「幕府に打撃を与えつつ、自分たちは大儲け」坂本龍馬が実行寸前まで進めていた驚きの奇策
プレジデントオンライン / 2021年11月23日 10時15分
※本稿は、河合敦著『関所で読みとく日本史』(KAWADE夢新書)の一部を再編集したものです。
■日本に巨大な利権を生み出した「海の関所」
箱根や白河など、よく耳にする関所は「陸の上」にあるのでそういうものだと思われがちだが、敵の侵入を防いだり、怪しい者を臨検したり、金銭を徴収したりするものを「関所」と呼ぶならば、海から陸へ上がる港湾にも多くの関所が存在した。
すでに古代から重要な港湾(津)には、兵士が派遣され、常に不審な船を臨検し、怪しい者については取り調べをしていたことがわかっている。
さらに中世になると、港湾の支配者は、入港してくる船から港(津)の使用料を徴収した。

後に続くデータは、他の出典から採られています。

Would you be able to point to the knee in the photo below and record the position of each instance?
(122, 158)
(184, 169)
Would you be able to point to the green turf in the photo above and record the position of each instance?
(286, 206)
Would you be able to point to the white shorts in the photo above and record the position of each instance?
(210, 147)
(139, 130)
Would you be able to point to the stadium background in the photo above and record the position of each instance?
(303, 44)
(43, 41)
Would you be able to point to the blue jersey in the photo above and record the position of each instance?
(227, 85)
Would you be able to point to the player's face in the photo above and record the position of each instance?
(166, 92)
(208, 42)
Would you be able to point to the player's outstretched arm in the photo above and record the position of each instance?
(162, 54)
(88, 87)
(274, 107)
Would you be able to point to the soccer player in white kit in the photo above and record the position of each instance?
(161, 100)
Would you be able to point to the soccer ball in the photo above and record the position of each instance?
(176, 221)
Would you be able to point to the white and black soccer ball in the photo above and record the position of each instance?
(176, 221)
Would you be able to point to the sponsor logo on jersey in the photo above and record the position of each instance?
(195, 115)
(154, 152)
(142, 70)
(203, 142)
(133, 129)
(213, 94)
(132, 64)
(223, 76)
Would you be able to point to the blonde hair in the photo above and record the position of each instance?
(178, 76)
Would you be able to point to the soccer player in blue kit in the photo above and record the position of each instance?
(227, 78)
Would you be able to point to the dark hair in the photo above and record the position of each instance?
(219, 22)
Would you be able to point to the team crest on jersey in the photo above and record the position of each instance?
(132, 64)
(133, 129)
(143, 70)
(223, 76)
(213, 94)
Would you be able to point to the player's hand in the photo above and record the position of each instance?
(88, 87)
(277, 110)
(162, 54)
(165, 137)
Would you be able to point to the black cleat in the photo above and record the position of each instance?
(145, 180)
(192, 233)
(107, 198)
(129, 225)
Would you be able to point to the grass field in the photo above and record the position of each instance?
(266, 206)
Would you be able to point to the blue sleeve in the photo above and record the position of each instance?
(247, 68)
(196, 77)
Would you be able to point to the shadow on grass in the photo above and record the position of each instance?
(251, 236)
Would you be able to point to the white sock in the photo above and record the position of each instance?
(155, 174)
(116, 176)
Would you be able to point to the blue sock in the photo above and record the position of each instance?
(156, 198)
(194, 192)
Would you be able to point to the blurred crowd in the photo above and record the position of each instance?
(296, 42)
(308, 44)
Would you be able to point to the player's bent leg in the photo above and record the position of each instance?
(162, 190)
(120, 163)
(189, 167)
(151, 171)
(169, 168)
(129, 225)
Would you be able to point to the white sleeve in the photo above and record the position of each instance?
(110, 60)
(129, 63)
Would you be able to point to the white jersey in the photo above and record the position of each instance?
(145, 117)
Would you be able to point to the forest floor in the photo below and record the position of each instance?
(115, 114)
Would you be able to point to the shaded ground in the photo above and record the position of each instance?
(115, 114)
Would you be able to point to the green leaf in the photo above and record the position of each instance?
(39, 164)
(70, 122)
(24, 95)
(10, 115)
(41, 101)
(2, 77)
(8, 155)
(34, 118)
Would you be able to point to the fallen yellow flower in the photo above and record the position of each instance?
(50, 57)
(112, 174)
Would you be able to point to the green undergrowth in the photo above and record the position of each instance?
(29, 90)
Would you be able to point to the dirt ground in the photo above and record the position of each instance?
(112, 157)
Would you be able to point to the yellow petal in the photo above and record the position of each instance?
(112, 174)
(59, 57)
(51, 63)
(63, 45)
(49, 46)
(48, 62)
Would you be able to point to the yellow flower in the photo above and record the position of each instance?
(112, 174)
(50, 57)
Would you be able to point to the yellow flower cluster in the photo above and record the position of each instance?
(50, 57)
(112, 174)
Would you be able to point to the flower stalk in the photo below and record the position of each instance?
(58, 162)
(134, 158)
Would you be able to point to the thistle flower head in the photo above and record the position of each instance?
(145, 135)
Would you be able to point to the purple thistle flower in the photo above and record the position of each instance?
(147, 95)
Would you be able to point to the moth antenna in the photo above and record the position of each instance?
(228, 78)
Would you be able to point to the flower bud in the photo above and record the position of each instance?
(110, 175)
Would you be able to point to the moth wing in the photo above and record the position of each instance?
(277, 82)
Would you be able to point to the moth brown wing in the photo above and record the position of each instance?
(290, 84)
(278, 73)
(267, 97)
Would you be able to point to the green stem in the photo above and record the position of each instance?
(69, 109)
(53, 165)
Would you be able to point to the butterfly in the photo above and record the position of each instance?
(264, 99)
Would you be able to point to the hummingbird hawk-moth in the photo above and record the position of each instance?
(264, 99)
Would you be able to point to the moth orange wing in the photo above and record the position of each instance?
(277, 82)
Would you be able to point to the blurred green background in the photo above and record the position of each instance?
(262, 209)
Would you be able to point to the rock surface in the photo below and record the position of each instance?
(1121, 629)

その金銭の呼び方はさまざまだが、一般的には「津料(つりょう)」と呼んでいる。
ただ、朝廷や幕府がそれを公認しておらず、勝手に現地の有力者が徴収するケースが多かった。中世で最も栄えた海の関所は、摂津国兵庫津におかれた兵庫関だが、そこで徴収された津料は、東大寺や興福寺など有力寺院の懐を潤したことがわかっている。
大島延次郎氏によれば、「地方の豪族も加わり後には京都の等持寺、相国寺、北野社なども、兵庫関の利権を得ようと介入した」『関所その歴史と実態』(新人物往来社)という。まさに利権に群がるアリである。
これは兵庫関に限った話ではない。栄えている港のほとんどを寺社が管理するようになり、津料を徴収した。
のちには戦国大名も港の利権に目を付け、領地を拡大していく過程でその経済力を吸収して財力を伸ばした。織田信長の祖父信定や父信秀は港町・門前町として栄えていた津島(愛知県西部)を支配下におき、織田家を豊かにしたといわれる。
■奇抜プランの発端は「亀山社中」の経営危機
権力者が海の関所をいかに重要視していたかを理解していただいたところで、表題に移ろう。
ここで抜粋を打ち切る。